Hallo Löhne!

Former Mayor Thom Sowle is shown with Löhne’s former mayor. The framed photo was able to keep his presence in the Germany exchange program.

Marisol Macias, Feature Editor

  What would it be like to stay in another country and join a community as a host student? This October, twelve exchange students and two teachers from Grand Ledge’s partner school in Löhne, Germany traveled 4,068 miles to do exactly that. 

  Grand Ledge and Löhne’s partnership began with the National Association of Secondary School Principals, which allows students of both countries the opportunity to experience the differing cultures of the other host. 1981 was the first year that students from Löhne traveled to Grand Ledge. Since then, those from both schools have created a number of memories with each year’s exchange. This year, many were excited to get back on track with the program, including GLHS German teacher, Frou Firtl, and even Mayor Thom Sowle before his passing. 

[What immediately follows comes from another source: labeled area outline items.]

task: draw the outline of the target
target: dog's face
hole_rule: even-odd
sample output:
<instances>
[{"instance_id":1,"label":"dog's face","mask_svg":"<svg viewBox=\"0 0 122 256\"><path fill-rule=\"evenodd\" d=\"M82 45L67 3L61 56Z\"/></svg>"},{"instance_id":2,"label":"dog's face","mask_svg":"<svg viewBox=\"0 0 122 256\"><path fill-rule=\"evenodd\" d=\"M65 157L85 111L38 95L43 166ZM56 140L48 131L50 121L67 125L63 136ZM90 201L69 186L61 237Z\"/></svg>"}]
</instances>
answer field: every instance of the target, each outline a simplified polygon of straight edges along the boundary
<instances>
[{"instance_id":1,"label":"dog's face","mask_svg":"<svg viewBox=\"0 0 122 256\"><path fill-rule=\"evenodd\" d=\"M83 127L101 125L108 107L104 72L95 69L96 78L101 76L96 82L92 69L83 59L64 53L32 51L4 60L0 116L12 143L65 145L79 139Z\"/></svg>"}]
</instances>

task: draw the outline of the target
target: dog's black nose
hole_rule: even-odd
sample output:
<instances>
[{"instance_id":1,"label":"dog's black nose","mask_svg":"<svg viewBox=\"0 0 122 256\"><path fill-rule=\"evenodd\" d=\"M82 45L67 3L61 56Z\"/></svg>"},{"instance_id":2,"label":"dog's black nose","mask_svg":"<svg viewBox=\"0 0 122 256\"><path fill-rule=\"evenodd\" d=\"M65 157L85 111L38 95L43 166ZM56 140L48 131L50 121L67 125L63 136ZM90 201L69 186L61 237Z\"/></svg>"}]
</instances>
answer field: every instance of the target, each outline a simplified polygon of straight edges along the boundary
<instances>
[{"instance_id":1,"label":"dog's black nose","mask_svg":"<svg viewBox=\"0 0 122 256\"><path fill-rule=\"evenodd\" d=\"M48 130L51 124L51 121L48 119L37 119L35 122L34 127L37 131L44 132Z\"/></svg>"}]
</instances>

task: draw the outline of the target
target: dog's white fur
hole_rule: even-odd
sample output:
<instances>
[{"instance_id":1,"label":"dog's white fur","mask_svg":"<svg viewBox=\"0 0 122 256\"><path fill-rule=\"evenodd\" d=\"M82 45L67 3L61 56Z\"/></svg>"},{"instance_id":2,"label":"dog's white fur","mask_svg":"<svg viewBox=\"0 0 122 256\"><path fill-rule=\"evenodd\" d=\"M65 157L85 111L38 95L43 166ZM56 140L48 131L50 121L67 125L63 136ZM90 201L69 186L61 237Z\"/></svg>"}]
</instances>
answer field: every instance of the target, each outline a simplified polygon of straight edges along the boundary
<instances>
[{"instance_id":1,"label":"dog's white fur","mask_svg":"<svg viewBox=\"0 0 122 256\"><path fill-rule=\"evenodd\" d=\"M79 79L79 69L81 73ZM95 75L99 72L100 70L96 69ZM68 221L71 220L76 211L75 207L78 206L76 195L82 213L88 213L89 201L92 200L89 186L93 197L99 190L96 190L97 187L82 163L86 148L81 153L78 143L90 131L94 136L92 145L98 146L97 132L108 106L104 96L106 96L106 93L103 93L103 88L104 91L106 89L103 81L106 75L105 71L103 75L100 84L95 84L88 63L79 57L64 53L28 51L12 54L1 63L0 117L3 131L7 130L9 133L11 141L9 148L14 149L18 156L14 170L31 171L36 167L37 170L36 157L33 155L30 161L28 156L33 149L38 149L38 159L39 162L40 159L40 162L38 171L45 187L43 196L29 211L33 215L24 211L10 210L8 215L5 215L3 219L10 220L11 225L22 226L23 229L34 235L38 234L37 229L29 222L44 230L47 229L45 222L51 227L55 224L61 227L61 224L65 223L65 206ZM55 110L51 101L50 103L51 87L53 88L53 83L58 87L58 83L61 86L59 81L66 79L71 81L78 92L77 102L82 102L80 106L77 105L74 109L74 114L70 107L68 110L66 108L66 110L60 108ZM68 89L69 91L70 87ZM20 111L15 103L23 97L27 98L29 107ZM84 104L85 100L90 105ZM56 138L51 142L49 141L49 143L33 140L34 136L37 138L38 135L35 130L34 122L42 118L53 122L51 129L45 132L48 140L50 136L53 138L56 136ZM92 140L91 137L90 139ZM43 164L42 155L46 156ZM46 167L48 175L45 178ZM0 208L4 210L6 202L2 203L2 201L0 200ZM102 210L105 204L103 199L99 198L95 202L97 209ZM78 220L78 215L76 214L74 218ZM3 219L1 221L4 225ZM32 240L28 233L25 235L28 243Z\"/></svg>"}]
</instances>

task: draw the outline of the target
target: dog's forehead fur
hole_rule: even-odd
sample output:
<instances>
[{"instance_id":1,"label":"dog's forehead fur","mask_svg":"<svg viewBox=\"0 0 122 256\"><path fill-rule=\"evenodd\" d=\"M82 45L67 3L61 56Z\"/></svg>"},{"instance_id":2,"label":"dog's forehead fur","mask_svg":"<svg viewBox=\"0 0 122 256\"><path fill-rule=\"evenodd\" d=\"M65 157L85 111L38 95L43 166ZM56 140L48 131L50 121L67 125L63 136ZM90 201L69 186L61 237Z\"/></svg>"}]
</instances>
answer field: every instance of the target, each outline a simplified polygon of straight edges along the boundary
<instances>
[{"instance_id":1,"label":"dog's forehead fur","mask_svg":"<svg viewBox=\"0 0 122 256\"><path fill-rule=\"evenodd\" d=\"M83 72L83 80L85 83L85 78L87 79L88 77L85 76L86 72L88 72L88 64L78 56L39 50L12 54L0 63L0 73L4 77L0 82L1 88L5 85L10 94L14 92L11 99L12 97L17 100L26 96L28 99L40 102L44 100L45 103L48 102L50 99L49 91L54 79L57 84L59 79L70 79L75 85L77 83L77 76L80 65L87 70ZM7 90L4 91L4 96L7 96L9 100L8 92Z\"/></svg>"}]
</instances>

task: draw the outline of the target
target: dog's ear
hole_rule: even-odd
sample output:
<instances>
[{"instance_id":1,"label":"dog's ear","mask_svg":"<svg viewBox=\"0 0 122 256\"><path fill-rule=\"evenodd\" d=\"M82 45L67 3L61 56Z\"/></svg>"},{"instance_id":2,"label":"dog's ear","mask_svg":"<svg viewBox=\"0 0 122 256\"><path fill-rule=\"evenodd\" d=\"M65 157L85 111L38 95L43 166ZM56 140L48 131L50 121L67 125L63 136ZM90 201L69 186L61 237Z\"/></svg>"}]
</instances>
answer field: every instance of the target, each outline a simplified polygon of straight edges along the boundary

  “This year will be especially special because we’re dedicating a tree in memory of former Mayor Thom Sowle, that’s going to be planted by a ‘Löhne Drive’ sign that he was behind, naming after our sister city, and it’s out back by Beagle… because he was always a supporter of the program. He actually went and visited their [Löhne’s] mayor for the first time,” Firtl says. 

  During the week of October ninth, the students and their two accompanying teachers, Jorma Froman and Christine Müller joined GLHS as 2022’s German exchange group. “I’m also like, going to the classes of Anna and then sitting there and also trying to get some input from the lessons but sometimes it’s very difficult,” exchange student Lea Böckenstette says. “In general, it’s very different because we [in America] really have to participate in the lessons and say something with the teacher.” 

  These observations continue when it comes to cultural differences like everyday practices, especially when it comes to the practices of an American student. “I think school is harder in Germany; we’re not allowed to use our mobile phones when we do lessons. All of us [in America] are using them and all the teachers are using them…and have headphones on. It’s quite different from Germany,” exchange student Tom Kenkel says. 

  Recognizing and embracing these differences is what makes the Grand Ledge/Löhne program so memorable for all. School is really only a portion of the full experience. “I think in the beginning it’s very difficult because it’s like a new family, and you really have to get to know new persons…and I think, very good for the personal development,” Böckenstette says. 

  Personal development is evident in both the exchange student and the hosts. “You have to have a basic understanding of the language,” says GLHS Junior Caden Hoskins. “…If there’s a word that needs translated, you have to have a general idea of the concepts…. I can understand some basic ideas and stuff and it helps a lot.”

  After another successful exchange, future hosting opportunities are in the works! Ask anyone who’s participated before and they’re sure to recommend it.